Don't worry about it:
- The mask fab will do the most obvious things themselves (e.g., break large regions into grids). Also typical is making a dogbone or chevron shape for bigger chips (0805+).
1a. Unless you're starting up your own assembly house, expect to do a lot of rework anyway. Pasting saves time over 100% hand soldering, but don't expect it to be perfect your first time, or even your 100th time.
In short, without having any existing process control to speak of, you aren't going to save much time doing tweaks on the front end -- in particular, you won't have any chance to feed changes back into the process.
I'm assuming this is a one-off sort of thing, hence why it hasn't come up before, and may not come up again (but, again again, if you _are_ starting up an assembly house--).
- A CM will already have their process dialed in, so will make tweaks to the paste layer to their satisfaction (if you provide a modified paste layer, they'll probably just regenerate it from pads, using their own rules and geometry?).
Concentrate more on getting the pads IPC-compliant. You'll see all sorts of bizarre footprint dimensions in datasheets, but IPC rules exist because they give consistent results.
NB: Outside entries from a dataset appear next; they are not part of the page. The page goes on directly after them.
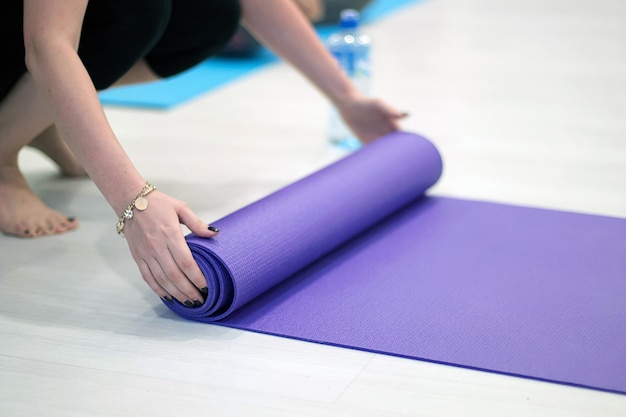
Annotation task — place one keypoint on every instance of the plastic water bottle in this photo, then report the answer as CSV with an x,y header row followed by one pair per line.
x,y
351,48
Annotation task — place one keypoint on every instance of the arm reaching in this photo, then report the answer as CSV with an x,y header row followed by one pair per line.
x,y
51,35
280,25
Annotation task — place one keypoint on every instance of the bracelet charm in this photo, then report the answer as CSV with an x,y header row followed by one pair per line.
x,y
140,203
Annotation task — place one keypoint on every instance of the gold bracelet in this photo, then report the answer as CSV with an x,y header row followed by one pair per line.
x,y
140,203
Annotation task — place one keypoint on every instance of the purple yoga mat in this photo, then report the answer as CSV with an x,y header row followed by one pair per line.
x,y
355,255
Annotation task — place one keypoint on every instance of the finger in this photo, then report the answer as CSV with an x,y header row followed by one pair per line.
x,y
148,277
189,267
175,283
195,224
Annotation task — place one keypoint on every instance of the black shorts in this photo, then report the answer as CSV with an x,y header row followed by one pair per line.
x,y
171,35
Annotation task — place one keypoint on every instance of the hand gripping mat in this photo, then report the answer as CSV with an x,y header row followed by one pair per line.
x,y
355,255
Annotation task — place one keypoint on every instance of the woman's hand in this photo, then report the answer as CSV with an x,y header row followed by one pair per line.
x,y
370,118
157,244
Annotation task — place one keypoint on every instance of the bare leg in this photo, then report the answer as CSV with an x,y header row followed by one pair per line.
x,y
50,143
21,212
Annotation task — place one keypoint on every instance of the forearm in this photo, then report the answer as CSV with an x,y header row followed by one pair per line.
x,y
281,26
73,103
81,121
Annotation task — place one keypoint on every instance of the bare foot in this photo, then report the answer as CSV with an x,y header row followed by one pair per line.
x,y
50,143
22,213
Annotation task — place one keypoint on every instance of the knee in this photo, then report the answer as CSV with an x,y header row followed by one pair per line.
x,y
196,30
118,33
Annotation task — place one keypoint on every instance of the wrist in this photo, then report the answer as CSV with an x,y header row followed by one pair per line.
x,y
139,203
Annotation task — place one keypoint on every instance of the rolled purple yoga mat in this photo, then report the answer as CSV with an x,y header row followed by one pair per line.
x,y
266,242
357,256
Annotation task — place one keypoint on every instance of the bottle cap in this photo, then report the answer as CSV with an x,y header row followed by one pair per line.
x,y
349,18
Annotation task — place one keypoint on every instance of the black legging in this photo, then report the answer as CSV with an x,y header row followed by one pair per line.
x,y
171,35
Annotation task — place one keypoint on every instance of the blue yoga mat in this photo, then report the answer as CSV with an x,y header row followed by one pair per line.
x,y
218,71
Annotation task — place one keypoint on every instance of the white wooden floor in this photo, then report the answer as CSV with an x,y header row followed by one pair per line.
x,y
526,101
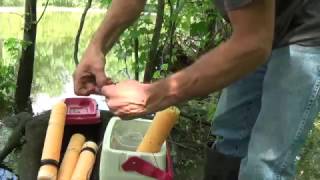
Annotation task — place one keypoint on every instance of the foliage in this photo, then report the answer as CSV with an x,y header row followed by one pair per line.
x,y
308,161
8,66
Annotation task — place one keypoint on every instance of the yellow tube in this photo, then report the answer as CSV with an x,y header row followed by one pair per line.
x,y
159,130
71,157
52,143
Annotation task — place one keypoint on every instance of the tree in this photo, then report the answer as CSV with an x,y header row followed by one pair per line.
x,y
25,72
151,63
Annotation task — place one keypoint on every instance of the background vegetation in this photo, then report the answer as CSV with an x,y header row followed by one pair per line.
x,y
187,29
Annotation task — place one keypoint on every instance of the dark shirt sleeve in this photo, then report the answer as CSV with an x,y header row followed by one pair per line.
x,y
235,4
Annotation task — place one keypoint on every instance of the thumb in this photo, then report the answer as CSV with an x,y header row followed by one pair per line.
x,y
108,91
102,79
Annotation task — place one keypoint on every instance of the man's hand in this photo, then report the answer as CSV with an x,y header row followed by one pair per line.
x,y
89,76
129,98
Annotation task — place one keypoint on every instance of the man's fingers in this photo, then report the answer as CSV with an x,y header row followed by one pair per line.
x,y
101,79
108,91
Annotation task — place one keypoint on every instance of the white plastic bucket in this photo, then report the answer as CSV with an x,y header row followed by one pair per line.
x,y
120,142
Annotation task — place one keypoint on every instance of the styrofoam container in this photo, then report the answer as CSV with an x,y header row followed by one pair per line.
x,y
120,142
On that note, some packages are ridiculously loose. JEDEC packages in particular. TO-220 is awful, sure, but DO-214 is as well. Most manufacturers give a footprint that's closer to an IPC "high density" (reduced outline) footprint, but which violates (according to IPC rules) the very drawing they give. Because, of course they give the JEDEC DO-214 with its shitty tolerances, why give the internal drawing with correct tolerances? But they give the footprint from it. So, presumably, you can infer some dimensions of that drawing with modest confidence, based on their footprint. From this, you can draw a regular IPC footprint, of whatever "density" you like.
Again, feedback is possible (maybe the ideal pads are slightly different, for various reasons), but only if you have a closely coupled process.
Another note, don't be afraid to shave pad widths. Some TSSOP, MSOP, etc. have suspiciously wide pins, for which you can't possibly have positive side fillet AND soldermask between pads. The IPC tolerance for side fillet is -0.03mm so a little pad shaving is perfectly acceptable. For 0.5mm pitch, 0.22 to 0.25mm width pads usually leave enough space for soldermask, assuming 3-4 mil minimum web width, and 2-3 mil soldermask expansion. Correct soldermask is best; but if you can't manage it, no soldermask is better than too-thin webs flaking off, adhering to pads and causing open joints.
IPC-7351 is available for free and isn't much different from the latest version, at least in terminology and rough values. You can usually find copies of such documents floating around on suspiciously-public websites, indexes or FTPs; give it a quick search.